The posters around Lijiang promoting the Naxi Orchestra say that most of the performers are at least 70 years old.  The poster is somewhat out of date, and the median age of the orchestra is around 83 years old.  The youngest instrument is around 100 years old, and the oldest is..well it was based on an ancient Egyptian design that made its way to the Middle Kingdom.

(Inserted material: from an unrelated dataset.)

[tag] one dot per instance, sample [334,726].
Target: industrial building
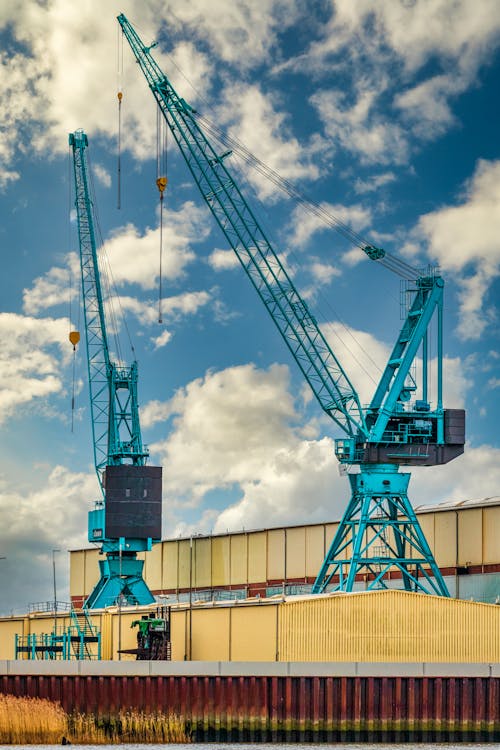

During the Red Army’s purges, the instruments were saved from the zealous masses hell-bent on destroying “The Three Olds” by burying them in walls or in the ground.

Xuan Ke is proud of the fact that the orchestra doesn’t receive any money from the government, what he conveniently forgets to mention is that the tickets for the 90 minute show (which ends in typical Chinese fashion with a video presentation) are about $30 each – which of course means that he doesn’t really need any kind of government grant.  Even for $30, Xuan Ke turns up late (confessing that he always comes late) and plays a couple of tunes with the orchestra, interspersing the songs with lengthy discourses in Chinese, and the odd sentence or two in English, most of which centered around the now outlawed practice of foot-binding.  The microphone is mercifully handed back to the Master of Ceremonies, who makes sly digs at the pounding techno pouring from the bars outside, probably forgetting that the audience is forced to watch the octogenarians perform in an unheated room that has, for some inexplicable reason, doors that won’t close properly.

 

The repertoire ranges from traditional Chinese songs, almost all of which seem to centre on dragons (Song of the Water Dragon, A Black Dragon Dances, Dragons Singing and Dancing, etc) to the cacophonous melodies of Tibetan hymns, to classical Chinese opera.  All of which are more preferable to the music outside that sounds like a thousand monkeys using a thousand typewriters to put up a thousand shelves.